An dem Rock 'n' Roll, der den Blues als Fundament hat, hängt mein Herz, seit ich als Kind - allein und elend - ins Internat kam. Wie bei vielen meiner Generation fing auch bei mir alles an mit Radio Luxemburg, abends im Bett, das Transistorradio fest am Ohr. Fats Domino sang Ain't That A Shame - für mich und über mich. Es war immer eine ganz persönliche Angelegenheit.
Jeder Mensch, der weiß, wie kalt und trostlos und ärmlich England damals war, versteht sofort, dass eine lebenslange Romanze aus derart kleinen Anfängen entstehen kann. Jeder Mensch, der weiß, wie opahaft und langweilig und armselig der Musikbetrieb damals war, versteht sofort, warum die Stromstöße von Chuck Berry oder Little Richard eine ganze Generation galvanisiert haben. Ich finde es nicht überraschend, dass die zweite Welle - die Beatles, die Stones - dann englisch waren.
Später, als ich schon auf der Kunstakademie war, gab es Zeiten, da konnte man einfach abends in irgendeinen kleinen Club in Nord-London gehen und Blueslegenden wie T-Bone Walker und Bill Broonzy hören oder neben Mick Jagger und John Lennon stehen undzum selben Beat grooven. Lernen. In jenen Zeiten haben alle noch gelernt. Freundschaften gründeten sich auf Musikgeschmack. Es war tatsächlich eine so wichtige Angelegenheit.

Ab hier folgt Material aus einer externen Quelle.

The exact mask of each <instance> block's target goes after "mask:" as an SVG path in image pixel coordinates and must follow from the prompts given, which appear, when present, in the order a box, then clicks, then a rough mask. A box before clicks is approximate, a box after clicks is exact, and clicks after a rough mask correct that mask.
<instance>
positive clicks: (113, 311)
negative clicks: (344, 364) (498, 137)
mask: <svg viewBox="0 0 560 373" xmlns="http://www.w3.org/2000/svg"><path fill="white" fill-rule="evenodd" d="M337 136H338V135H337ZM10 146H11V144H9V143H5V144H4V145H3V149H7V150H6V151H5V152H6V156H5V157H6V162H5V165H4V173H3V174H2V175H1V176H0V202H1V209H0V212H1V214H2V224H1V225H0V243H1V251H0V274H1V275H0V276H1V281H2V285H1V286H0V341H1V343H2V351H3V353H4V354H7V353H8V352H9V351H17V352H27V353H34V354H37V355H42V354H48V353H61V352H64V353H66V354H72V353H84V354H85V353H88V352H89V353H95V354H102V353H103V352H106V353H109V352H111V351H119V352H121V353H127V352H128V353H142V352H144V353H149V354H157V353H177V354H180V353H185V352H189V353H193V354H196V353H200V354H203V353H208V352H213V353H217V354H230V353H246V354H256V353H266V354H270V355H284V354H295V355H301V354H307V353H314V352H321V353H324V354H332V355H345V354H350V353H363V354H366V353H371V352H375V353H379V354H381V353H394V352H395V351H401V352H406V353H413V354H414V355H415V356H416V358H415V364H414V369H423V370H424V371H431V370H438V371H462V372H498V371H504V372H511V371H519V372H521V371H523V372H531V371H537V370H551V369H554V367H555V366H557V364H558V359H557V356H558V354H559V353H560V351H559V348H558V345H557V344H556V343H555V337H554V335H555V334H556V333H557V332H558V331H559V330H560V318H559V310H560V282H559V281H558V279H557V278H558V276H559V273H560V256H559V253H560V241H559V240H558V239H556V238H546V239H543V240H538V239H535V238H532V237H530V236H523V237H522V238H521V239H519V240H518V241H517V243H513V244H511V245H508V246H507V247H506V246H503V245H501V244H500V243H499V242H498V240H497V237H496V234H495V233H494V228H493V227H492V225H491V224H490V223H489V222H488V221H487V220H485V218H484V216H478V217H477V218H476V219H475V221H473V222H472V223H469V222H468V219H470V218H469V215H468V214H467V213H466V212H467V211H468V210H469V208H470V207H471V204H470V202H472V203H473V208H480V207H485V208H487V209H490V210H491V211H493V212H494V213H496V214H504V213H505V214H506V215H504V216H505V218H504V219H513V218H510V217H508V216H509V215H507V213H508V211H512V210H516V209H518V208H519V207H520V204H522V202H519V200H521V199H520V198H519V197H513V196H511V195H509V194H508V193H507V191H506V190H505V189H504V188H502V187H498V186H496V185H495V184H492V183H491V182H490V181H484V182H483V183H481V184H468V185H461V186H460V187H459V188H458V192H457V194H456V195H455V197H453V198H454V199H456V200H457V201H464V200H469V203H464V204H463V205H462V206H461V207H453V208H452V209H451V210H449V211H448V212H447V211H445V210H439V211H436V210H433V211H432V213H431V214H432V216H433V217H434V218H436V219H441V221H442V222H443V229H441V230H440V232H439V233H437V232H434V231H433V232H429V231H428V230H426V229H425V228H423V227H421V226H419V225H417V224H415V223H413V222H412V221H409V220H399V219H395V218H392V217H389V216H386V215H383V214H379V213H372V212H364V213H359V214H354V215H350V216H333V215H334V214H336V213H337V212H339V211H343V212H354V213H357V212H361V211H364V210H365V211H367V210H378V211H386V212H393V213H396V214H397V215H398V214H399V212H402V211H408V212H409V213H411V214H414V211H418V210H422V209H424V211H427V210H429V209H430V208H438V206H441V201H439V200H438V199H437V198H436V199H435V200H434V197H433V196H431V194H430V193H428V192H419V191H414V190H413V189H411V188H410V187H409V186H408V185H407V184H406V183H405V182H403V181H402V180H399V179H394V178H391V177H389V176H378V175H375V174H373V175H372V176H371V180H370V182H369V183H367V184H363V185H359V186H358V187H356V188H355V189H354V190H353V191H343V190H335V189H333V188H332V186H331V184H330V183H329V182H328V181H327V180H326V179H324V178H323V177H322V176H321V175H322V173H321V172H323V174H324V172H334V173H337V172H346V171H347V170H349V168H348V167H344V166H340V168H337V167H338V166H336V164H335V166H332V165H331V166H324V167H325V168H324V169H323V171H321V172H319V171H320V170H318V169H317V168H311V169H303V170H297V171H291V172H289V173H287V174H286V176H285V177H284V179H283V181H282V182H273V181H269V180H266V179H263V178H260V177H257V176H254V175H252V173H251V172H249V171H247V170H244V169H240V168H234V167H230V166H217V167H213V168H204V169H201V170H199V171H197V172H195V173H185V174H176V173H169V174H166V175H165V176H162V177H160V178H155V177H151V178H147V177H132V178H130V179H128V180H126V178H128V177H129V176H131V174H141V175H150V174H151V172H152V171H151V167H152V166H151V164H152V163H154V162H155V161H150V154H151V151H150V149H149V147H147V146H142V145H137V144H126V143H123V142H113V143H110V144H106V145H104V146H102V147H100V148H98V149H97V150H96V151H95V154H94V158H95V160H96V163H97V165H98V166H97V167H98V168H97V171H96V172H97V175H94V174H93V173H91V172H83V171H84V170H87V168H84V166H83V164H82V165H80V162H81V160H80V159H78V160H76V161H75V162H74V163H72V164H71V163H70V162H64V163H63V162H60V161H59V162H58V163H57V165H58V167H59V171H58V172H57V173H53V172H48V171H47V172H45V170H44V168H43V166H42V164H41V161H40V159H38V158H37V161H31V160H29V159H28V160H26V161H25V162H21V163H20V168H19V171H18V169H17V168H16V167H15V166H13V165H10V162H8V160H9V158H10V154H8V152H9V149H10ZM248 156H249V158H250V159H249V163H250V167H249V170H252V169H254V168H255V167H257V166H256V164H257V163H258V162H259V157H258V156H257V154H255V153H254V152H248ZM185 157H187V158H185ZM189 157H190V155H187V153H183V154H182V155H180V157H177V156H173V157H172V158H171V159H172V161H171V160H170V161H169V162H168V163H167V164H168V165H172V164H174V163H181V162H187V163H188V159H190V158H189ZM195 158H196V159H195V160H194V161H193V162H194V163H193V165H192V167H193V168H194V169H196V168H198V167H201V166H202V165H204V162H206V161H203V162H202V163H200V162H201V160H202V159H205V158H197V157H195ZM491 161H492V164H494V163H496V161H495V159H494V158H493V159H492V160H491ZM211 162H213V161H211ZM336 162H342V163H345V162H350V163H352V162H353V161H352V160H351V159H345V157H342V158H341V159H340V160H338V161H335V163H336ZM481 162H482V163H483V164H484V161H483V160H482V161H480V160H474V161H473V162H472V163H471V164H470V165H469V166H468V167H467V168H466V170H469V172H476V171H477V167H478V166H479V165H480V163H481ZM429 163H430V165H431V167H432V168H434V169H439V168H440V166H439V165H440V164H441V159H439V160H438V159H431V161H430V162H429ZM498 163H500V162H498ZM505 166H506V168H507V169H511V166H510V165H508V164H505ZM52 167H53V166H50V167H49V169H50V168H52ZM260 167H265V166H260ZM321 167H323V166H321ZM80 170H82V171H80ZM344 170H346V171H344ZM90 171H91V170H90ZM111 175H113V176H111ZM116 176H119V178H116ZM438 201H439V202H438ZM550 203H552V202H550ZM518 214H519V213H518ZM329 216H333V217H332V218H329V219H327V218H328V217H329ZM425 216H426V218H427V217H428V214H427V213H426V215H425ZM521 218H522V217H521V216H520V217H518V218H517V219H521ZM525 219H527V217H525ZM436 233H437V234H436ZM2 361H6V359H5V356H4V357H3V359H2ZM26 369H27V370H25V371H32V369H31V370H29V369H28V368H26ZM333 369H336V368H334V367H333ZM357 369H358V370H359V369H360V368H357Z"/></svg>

Ein paar meiner Freunde von der Art School haben dann eine Band aufgemacht. Es war wahrscheinlich die schlechteste von ganz London. Ich war nicht drin. Rockmusik war Männersache. Aber ich war wild entschlossen, der Top-Super-Roadie zu werden. Das war eigentlich auch Männersache, aber die Männer wollten doch lieber alle Leadgitarristen sein oder singen. Außerdem hatte ich als einzige einen ordentlichen Führerschein. Also fuhr ich den Bus durch London und alle möglichen Provinznester. Ich schleppte Verstärker und Lautsprecher auf Bühnen und wieder herunter. Ich gab mir Mühe, den Bassisten nicht unter Strom zu setzen und versuchte, den Leadgitarristen davon abzuhalten, sich im Klo einen Schuss zu setzen. Zu meinem Job gehörte auch, dafür zu sorgen, dass die Bandmitglieder ihre Termine in diversen Entzugskliniken und bei diversen Haut- und Geschlechtsärzten einheilten. Und wenn sie mal ganz spendabel waren, durfte ich an Texten mitschreiben. Na ja, so kleine Stellen, die man sowieso nicht hört, weil alle viel zu laut spielen.
Wir spielten hauptsächlich auf Uni-Feten und in Studentenkneipen. Und zwar immer nur einmal. Die Band gehörte nicht zu denen, die man ein zweites Mal holt.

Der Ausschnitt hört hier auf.